One of the most common phrases in marketing today is, “What is your social media strategy?” Most marketers are concerned about how to leverage social media and what parts should they be utilizing. The problem is many are asking the wrong question. Social media is not a strategy. It is a collection of digital platforms that is inherently neither good nor bad. Effective or ineffective.
So, if that is the wrong question, what should the right question be? To me it is, “How do I make my brand more social?” When it comes down to it, social media is another venue to carry our brand message. By nature, it is not a sales tool. Who wants to be “sold” at a social event? Hardly no one. That’s what many marketers are doing when they view social media as a marketing strategy. The real goal is to find ways to make your brand more sociable. How can you offer value without trying to sell me on something? It’s not much different than an individual at a cocktail party. Everyone avoids the person who is always handing out their business cards and trying to get clients. On the other hand, many gravitate around people who are interesting, funny, and are as concerned about learning who you are as you are about them. Later on, that person has a much greater chance to approach you, in the right setting, to offer their services to you and your willingness to be open to listen and see if you could do business together. That’s real social media.

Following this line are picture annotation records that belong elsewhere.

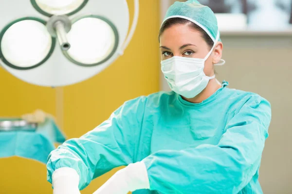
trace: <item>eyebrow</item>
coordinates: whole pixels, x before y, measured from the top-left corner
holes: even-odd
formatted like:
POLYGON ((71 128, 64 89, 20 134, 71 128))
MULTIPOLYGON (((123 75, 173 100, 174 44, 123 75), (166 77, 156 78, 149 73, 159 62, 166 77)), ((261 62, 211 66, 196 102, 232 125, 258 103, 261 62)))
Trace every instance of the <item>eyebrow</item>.
MULTIPOLYGON (((193 45, 192 44, 186 44, 185 45, 183 45, 182 47, 181 47, 180 48, 180 50, 181 50, 181 49, 186 48, 186 47, 188 47, 189 46, 194 46, 195 47, 197 47, 197 46, 196 46, 195 45, 193 45)), ((163 48, 166 49, 166 50, 171 50, 171 49, 170 48, 168 48, 168 47, 165 47, 164 46, 161 46, 159 47, 159 48, 163 48)))
POLYGON ((164 47, 164 46, 161 46, 160 47, 159 47, 160 48, 164 48, 166 49, 166 50, 171 50, 171 49, 166 47, 164 47))
POLYGON ((181 47, 180 48, 180 50, 181 50, 182 48, 186 48, 186 47, 188 47, 189 46, 194 46, 195 47, 197 47, 197 46, 196 46, 195 45, 193 45, 192 44, 186 44, 183 45, 182 47, 181 47))

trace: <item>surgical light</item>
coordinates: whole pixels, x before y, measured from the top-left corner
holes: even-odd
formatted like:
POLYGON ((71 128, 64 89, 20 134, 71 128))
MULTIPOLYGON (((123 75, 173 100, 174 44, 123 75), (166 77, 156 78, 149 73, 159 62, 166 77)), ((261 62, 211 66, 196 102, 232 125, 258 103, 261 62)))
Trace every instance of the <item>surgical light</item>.
POLYGON ((0 7, 0 65, 36 85, 60 86, 98 74, 128 46, 126 0, 9 0, 0 7))

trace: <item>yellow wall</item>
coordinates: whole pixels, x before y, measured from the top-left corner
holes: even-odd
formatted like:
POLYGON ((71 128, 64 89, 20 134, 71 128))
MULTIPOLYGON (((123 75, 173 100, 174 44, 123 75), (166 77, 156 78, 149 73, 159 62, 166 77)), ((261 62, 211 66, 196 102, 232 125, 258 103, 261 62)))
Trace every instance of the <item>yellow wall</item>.
MULTIPOLYGON (((133 1, 128 1, 132 16, 133 1)), ((137 28, 124 55, 94 77, 58 89, 63 94, 64 120, 60 123, 68 138, 91 130, 125 100, 158 91, 159 1, 141 0, 137 28)), ((36 109, 56 115, 55 89, 25 83, 1 68, 0 81, 0 116, 18 116, 36 109)), ((0 159, 0 193, 52 193, 44 164, 13 157, 0 159)), ((82 194, 92 194, 112 173, 94 180, 82 194)))

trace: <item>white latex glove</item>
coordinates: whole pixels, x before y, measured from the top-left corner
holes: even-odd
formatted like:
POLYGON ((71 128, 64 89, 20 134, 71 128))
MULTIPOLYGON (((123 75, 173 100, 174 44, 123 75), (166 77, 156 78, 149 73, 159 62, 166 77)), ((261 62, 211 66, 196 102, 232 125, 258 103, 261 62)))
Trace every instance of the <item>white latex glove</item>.
POLYGON ((149 188, 146 166, 140 162, 118 171, 93 194, 127 194, 130 191, 149 188))
POLYGON ((80 194, 79 175, 73 168, 57 169, 53 173, 52 178, 53 194, 80 194))

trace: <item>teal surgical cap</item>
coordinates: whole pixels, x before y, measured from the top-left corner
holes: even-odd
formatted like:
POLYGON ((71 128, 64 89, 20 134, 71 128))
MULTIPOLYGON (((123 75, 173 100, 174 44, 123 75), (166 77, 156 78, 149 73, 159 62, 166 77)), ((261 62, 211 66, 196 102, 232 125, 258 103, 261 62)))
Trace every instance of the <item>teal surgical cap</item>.
POLYGON ((205 31, 214 42, 221 41, 217 18, 214 12, 209 7, 202 5, 198 0, 175 2, 167 10, 163 24, 174 17, 186 19, 195 23, 205 31))

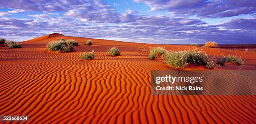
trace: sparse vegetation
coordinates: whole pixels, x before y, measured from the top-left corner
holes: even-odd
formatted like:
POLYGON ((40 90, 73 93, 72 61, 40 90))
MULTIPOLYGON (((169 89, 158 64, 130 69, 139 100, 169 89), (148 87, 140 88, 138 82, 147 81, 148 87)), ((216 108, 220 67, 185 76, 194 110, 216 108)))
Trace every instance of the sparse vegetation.
POLYGON ((245 63, 243 59, 235 55, 230 55, 226 57, 227 58, 226 62, 227 62, 239 65, 243 65, 245 63))
POLYGON ((217 42, 214 41, 208 41, 205 43, 203 47, 217 48, 218 47, 218 45, 217 42))
POLYGON ((198 46, 198 45, 197 44, 191 44, 191 46, 194 47, 198 46))
POLYGON ((215 67, 214 61, 209 58, 205 52, 195 49, 167 52, 164 60, 167 64, 174 68, 184 68, 190 63, 202 64, 208 68, 215 67))
POLYGON ((112 56, 115 56, 120 55, 120 51, 119 49, 116 47, 112 47, 109 48, 108 51, 107 51, 108 53, 112 56))
POLYGON ((74 40, 69 39, 69 40, 67 40, 66 41, 67 41, 67 43, 68 45, 72 44, 74 46, 75 46, 78 45, 78 42, 74 40))
POLYGON ((0 38, 0 45, 3 45, 5 43, 6 39, 3 38, 0 38))
POLYGON ((80 58, 83 60, 91 60, 94 59, 94 51, 92 52, 84 52, 80 56, 80 58))
POLYGON ((166 50, 163 47, 158 47, 151 48, 149 50, 148 58, 149 58, 149 59, 153 60, 159 55, 163 55, 166 52, 166 50))
POLYGON ((87 45, 90 45, 92 44, 92 40, 87 40, 85 42, 85 44, 87 45))
POLYGON ((47 44, 47 50, 52 51, 64 51, 69 52, 73 51, 72 44, 67 44, 64 41, 60 40, 49 42, 47 44))
POLYGON ((15 42, 13 40, 8 40, 5 42, 6 46, 10 48, 20 48, 22 47, 22 44, 20 43, 15 42))
POLYGON ((63 51, 66 52, 69 52, 73 51, 73 47, 74 45, 72 44, 67 44, 67 45, 62 45, 62 49, 63 51))
POLYGON ((216 60, 216 62, 220 65, 224 66, 225 62, 226 62, 228 59, 226 57, 219 57, 216 60))

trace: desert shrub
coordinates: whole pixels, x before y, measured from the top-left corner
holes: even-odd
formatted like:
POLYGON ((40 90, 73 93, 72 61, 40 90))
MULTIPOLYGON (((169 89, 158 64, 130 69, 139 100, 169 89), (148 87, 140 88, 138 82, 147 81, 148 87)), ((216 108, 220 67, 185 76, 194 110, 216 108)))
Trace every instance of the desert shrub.
POLYGON ((214 41, 208 41, 205 43, 203 47, 217 48, 218 47, 217 42, 214 41))
POLYGON ((191 44, 191 46, 197 47, 198 46, 198 45, 197 44, 191 44))
POLYGON ((92 40, 88 40, 86 41, 85 44, 87 45, 91 45, 92 44, 92 40))
POLYGON ((66 42, 67 42, 67 43, 68 45, 72 44, 74 46, 75 46, 78 45, 78 42, 76 41, 75 40, 72 40, 72 39, 68 40, 66 41, 66 42))
POLYGON ((163 47, 158 47, 151 48, 149 50, 148 58, 149 58, 150 60, 154 60, 159 55, 163 55, 166 52, 166 50, 163 47))
POLYGON ((0 45, 3 45, 6 41, 6 39, 3 38, 0 38, 0 45))
POLYGON ((83 60, 90 60, 94 58, 94 51, 92 52, 84 52, 80 56, 80 58, 83 60))
POLYGON ((65 41, 60 40, 49 42, 46 47, 50 51, 69 52, 73 51, 73 47, 72 44, 68 45, 65 41))
POLYGON ((226 57, 220 57, 217 58, 216 62, 220 65, 224 66, 225 62, 227 62, 228 59, 226 57))
POLYGON ((226 57, 226 62, 239 65, 243 65, 245 64, 244 60, 238 56, 230 55, 226 57))
POLYGON ((164 60, 166 64, 174 68, 184 68, 190 63, 202 64, 208 68, 215 66, 214 61, 205 52, 196 49, 167 52, 164 60))
POLYGON ((22 47, 22 44, 20 43, 15 42, 13 40, 5 41, 5 44, 6 46, 10 48, 20 48, 22 47))
POLYGON ((73 51, 73 47, 74 47, 74 45, 72 44, 67 44, 67 45, 63 45, 61 46, 61 48, 63 51, 64 51, 66 52, 69 52, 73 51))
POLYGON ((119 49, 116 47, 112 47, 109 48, 108 51, 107 51, 108 53, 112 56, 115 56, 120 55, 120 51, 119 49))

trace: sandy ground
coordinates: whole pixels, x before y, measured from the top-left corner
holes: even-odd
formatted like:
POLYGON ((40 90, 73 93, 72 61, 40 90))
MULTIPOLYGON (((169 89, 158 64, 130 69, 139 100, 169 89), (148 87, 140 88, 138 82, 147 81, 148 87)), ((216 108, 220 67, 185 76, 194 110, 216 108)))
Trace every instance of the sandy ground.
MULTIPOLYGON (((151 95, 151 71, 172 69, 161 58, 149 60, 148 48, 192 47, 93 39, 87 46, 87 39, 54 34, 23 42, 20 49, 0 46, 0 115, 28 115, 34 124, 256 122, 254 95, 151 95), (68 53, 46 50, 48 42, 61 38, 79 45, 68 53), (108 55, 111 47, 121 55, 108 55), (93 50, 95 60, 79 58, 93 50)), ((211 56, 241 56, 246 62, 243 69, 256 70, 256 53, 197 47, 211 56)), ((227 64, 213 70, 238 68, 227 64)), ((209 70, 193 65, 184 69, 209 70)))

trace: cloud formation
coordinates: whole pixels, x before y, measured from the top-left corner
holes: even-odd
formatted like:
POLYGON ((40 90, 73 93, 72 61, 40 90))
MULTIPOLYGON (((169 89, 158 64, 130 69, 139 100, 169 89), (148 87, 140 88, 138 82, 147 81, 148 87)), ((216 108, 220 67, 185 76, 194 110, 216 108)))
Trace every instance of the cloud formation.
POLYGON ((151 7, 151 11, 165 10, 172 14, 220 18, 255 14, 256 2, 251 0, 134 0, 151 7))
POLYGON ((256 42, 255 3, 249 1, 135 0, 145 3, 151 11, 169 14, 164 15, 141 14, 129 9, 118 12, 101 0, 3 1, 0 7, 11 10, 0 12, 1 37, 36 37, 57 32, 157 43, 256 42), (29 12, 37 11, 40 12, 29 12), (29 17, 13 17, 20 12, 29 17), (247 17, 230 18, 215 25, 202 20, 244 15, 247 17))

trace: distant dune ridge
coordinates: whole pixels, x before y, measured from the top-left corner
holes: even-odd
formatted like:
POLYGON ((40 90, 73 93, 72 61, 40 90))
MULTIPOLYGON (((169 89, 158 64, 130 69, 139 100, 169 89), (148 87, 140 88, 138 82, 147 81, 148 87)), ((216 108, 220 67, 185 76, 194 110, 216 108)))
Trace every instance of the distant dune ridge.
MULTIPOLYGON (((30 123, 251 123, 255 95, 154 96, 151 72, 170 70, 161 59, 148 58, 151 47, 168 50, 192 46, 143 44, 51 34, 22 42, 23 48, 0 46, 0 115, 26 115, 30 123), (61 38, 79 45, 67 53, 46 50, 61 38), (92 39, 93 44, 85 44, 92 39), (118 47, 121 55, 106 51, 118 47), (95 59, 81 53, 94 50, 95 59)), ((256 53, 202 48, 210 56, 232 54, 244 66, 213 70, 256 70, 256 53)), ((185 70, 209 70, 190 65, 185 70)), ((237 82, 237 81, 230 80, 237 82)), ((242 82, 243 85, 246 82, 242 82)))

It still comes down to basics, getting your brand messaging and overall communication strategy right is what brings success, not jumping into social media without a well orchestrated integrated marketing plan. Actually having a great product/service and offer still is equally important. On thing social media does do is to speed up bad news. If your promotion or offer sucks or you don’t deliver what your brand promises, social media will become your worst nightmare. Consumers can take this tool from you and beat you with it, so brands must take special care on how they integrate this into their marketing. It’s a two-way street.
For example, Ashton Kutcher has been recognized as a social media king. His twitter account collects hundreds of new followers every week. Some believe it is solely because of Ashton’s use of twitter is what has raised his profile even more. What many don’t realize is he also puts into practice an integrated marketing approach for Brand Kutcher. While tweeting, he is also making appearances on Leno, is featured on the the cover of Men’s Fitness magazine, and making live appearances at CBS upfront events at Carnegie Hall. His combination of social media, traditional media and street promotion is what keeps Ashton on top of the buzz world.
Remember, social media is only a channel. It’s an increasingly important one, but it’s not a strategy unto itself. Make your brand social, by not trying to sell on social channels, but to engage in interesting conversation. And finally, be like Ashton Kutcher, and integrate your marketing.